Swieskowski adds that he in “no way happy” with the data systems to measure and track what the ACO is doing. “It’s not anywhere near what I think we could be doing. By this I mean with our data warehouse, we’re getting the billing information well, but we’re not getting clinical information, such as ‘Is your blood pressure or blood sugar controlled?’ We just are not getting the data in the way we wish we were. If we were, we’d be able to feed it back to the physicians and offices, and make an impact on performance improvement. If you don’t have the metrics to see if you’re making any progress, it’s hard to make progress,” he says.
As such, Mercy has built disease registries.

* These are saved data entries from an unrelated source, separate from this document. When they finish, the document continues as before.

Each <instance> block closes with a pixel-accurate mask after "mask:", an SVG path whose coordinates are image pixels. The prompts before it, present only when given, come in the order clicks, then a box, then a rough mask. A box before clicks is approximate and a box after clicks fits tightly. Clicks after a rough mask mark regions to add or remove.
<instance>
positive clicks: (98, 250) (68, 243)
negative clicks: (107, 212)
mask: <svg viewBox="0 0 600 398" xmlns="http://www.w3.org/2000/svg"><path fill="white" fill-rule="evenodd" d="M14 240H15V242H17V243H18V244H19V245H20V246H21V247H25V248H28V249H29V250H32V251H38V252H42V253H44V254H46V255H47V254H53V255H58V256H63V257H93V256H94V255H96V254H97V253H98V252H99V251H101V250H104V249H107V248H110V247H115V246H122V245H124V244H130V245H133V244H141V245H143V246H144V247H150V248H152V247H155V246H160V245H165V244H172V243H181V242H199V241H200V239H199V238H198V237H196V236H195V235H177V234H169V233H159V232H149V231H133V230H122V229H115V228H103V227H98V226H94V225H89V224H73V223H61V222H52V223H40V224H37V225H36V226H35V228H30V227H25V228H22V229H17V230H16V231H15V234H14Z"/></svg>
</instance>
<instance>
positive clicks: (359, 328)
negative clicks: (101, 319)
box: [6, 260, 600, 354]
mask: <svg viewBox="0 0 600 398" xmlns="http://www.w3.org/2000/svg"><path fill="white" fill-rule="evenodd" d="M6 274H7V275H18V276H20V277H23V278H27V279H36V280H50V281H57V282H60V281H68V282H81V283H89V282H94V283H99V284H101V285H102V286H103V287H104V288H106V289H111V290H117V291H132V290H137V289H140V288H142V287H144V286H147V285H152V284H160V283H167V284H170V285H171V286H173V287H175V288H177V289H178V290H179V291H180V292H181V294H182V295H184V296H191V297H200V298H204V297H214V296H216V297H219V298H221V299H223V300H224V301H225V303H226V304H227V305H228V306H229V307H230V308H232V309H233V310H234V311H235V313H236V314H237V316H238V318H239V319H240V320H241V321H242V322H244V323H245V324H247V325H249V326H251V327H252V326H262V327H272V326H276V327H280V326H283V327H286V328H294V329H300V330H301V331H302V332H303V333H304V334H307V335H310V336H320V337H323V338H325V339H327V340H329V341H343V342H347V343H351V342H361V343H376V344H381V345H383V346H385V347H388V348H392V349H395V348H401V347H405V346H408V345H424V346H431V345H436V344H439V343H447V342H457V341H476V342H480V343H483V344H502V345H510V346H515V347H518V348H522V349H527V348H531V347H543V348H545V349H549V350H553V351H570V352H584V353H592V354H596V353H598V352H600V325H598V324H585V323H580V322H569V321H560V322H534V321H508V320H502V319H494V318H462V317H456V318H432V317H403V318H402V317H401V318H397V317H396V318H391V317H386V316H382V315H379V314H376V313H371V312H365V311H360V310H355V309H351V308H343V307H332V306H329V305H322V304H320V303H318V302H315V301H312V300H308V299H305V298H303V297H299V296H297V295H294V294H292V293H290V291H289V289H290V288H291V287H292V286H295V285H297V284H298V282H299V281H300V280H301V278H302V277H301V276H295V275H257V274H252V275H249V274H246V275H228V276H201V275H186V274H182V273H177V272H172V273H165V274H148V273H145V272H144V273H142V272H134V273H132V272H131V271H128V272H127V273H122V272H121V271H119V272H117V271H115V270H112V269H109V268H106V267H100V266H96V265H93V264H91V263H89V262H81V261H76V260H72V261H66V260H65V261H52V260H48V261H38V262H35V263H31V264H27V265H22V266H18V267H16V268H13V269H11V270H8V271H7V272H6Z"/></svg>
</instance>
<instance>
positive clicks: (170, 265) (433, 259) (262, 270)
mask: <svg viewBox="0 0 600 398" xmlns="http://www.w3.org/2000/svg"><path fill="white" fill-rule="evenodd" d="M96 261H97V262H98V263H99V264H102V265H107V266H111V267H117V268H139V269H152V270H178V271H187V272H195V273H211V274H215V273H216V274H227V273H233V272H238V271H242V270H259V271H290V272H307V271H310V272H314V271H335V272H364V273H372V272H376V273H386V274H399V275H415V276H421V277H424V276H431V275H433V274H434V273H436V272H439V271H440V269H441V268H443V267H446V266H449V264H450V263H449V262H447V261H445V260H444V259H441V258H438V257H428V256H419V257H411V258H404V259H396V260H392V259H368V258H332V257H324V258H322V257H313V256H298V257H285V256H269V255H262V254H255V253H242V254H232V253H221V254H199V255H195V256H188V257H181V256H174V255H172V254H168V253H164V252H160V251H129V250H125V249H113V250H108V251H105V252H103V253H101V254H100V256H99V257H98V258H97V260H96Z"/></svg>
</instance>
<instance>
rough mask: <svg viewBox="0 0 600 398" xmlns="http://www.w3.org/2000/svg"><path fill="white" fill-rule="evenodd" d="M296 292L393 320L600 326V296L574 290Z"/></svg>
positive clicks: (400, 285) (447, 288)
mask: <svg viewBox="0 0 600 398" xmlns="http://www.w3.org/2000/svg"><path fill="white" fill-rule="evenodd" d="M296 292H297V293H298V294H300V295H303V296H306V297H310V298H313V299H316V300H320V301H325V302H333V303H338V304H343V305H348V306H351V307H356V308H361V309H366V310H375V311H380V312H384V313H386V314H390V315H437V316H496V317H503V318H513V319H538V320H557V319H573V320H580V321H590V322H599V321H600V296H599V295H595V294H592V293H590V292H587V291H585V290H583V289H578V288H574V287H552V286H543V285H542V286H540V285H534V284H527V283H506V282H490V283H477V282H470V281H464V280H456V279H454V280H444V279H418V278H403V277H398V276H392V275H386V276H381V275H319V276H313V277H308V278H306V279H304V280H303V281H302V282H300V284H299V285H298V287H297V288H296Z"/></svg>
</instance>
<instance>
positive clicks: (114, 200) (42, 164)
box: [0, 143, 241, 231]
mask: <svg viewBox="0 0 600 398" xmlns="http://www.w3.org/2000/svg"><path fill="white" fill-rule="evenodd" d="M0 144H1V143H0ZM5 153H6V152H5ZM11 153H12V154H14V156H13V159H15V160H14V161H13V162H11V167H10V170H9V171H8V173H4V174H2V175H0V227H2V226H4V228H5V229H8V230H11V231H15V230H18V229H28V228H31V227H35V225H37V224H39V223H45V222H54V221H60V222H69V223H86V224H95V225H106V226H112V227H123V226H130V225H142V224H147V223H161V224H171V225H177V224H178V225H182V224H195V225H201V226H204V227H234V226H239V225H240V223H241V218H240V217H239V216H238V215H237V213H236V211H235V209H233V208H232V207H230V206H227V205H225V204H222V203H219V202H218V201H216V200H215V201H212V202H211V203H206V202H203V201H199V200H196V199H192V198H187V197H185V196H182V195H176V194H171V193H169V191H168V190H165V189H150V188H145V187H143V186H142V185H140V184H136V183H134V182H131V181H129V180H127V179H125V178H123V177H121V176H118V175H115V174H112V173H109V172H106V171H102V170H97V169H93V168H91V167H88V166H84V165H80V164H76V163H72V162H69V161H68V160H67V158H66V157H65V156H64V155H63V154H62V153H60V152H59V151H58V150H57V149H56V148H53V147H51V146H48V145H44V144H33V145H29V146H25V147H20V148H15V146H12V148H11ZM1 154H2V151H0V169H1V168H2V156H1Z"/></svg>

It has a data warehouse where clinical data from EMRs and billing data are married together in one database to try to understand clinical quality and cost for the patients the ACO is taking care of, Swieskowski explains . “The warehouse is used to measure ourselves and improve quality. We probably have 15 EMRs across our ACO, so we get an electronic feed from those, and we then standardize them so we all have a standard measurement across the entire ACO. So we use that for our quality improvement, not the meaningful use reports that come out of the EMRs.”
Another challenge that leaders at Mercy face is engaging physicians to engage patients. Swieskowski says that when a patient comes in the office, it’s easy for a physician to literally walk him or her three down to the health coach. While that can be a powerful approach, some clinicians remain hesitant still, he says.
“Not everyone wants to buy in. But we tracked the data on the physicians, and we found that those who utilize health coaches had better quality outcomes and higher productivity. There were also increased revenues in the practice because you are doing all these ancillary tests and medically-necessary tests that don’t get done. Due to the way offices are designed, you can’t address them in a 10-minute visit,” Swieskowski says, adding that the increased revenue came out to more than $600,000 per coach per year that is generated in the office setting when you have a coach in there. “Quality scores also got better, so based on that physicians have accepted this strategy, and are even paying for the coaches out of their pockets.”